In overtime, the Browns (6-4) won the toss and won the game on the first drive, when Dawson hit a far-less-controversial but equally gut-wrenching 33-yard field goal.
"You can imagine just how emotionally draining it can be to come in here and you start taking your pads off, thinking you won the game, to start celebrating with your buddies, and then you've got to run back out there," Ravens defensive tackle Justin Bannan said.
The Ravens' fourth straight loss -- which ties the franchise's longest losing streak -- dropped them to 4-6 and only added to the bitterness of a season that has turned unbelievably sour.
"I wouldn't begin to try to explain what happened at the end of the game," Ravens coach Brian Billick said. "I'll leave that to those who think they know it better."

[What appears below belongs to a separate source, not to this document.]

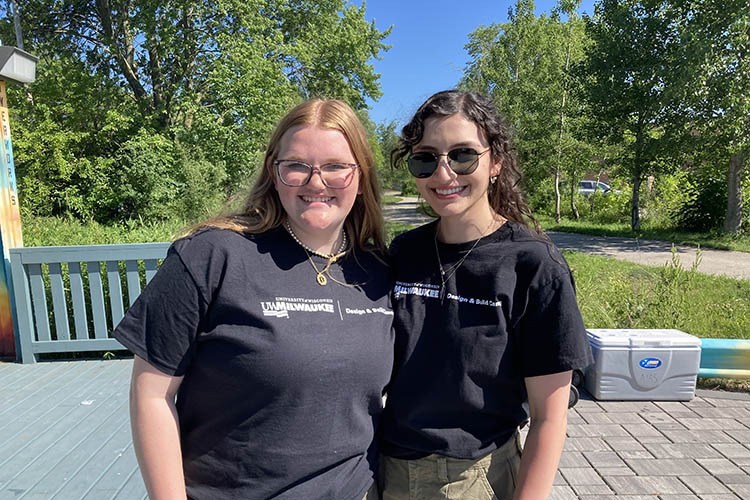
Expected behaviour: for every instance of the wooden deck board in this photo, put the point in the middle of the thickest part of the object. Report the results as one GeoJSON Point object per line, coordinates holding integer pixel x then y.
{"type": "Point", "coordinates": [43, 410]}
{"type": "Point", "coordinates": [66, 431]}
{"type": "Point", "coordinates": [35, 391]}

The ending was so painful for the Ravens because they had done everything to lose in the first three quarters and everything to win in the fourth.
After turning over the ball three times in the first three quarters -- one interception was returned 100 yards for a touchdown -- quarterback Kyle Boller rebounded and went 11-for-18 for 160 yards in the fourth quarter as he rallied the Ravens from a 27-14 deficit.
But after the Ravens defense had limited Cleveland to 32 yards of total offense in the fourth quarter, Browns quarterback Derek Anderson, a former sixth-round pick by the Ravens, completed two passes -- a 6-yarder to Joe Jurevicius and an 18-yarder to Braylon Edwards -- in 23 seconds, which led to one of the most surreal moments ever in the league.
In the midst of the chaotic time that followed Dawson's field goal -- several Browns were in the end zone pointing to the spot on the goal post where the football struck before bouncing back -- Morelli approached the two officials that were stationed underneath the goal post.
As the officials were discussing the kick, most of the crowd at M&T Bank Stadium began leaving. Some players were being interviewed on the field by reporters. About two dozen other Ravens made their way into the locker room. Linebacker Ray Lewis, who returned an interception for a touchdown in the second quarter, was ripping tape off his ankles when told he might have to return.
"It's over," Lewis said at the time. "We won."
But it wasn't. All of the mistakes the Ravens had made -- committing four turnovers, continually kicking to standout Browns returner Joshua Cribbs and sloppy tackling on running back Jamal Lewis -- caught up to them in the end.
"It was just weird," receiver Derrick Mason said. "Just when you thought everything that had gone wrong you had overcome it, then there's another thing. They probably made the right call."
Now, with games against the San Diego Chargers, Indianapolis Colts and New England Patriots looming, the Ravens have to wonder whether it's time to give up on this season and start thinking ahead to the next one.
Said Boller, who was 22-for-41 for 279 yards: "[This loss is] tough. It hurts. It's frustrating. It's just hard. This is definitely going to challenge a lot of people."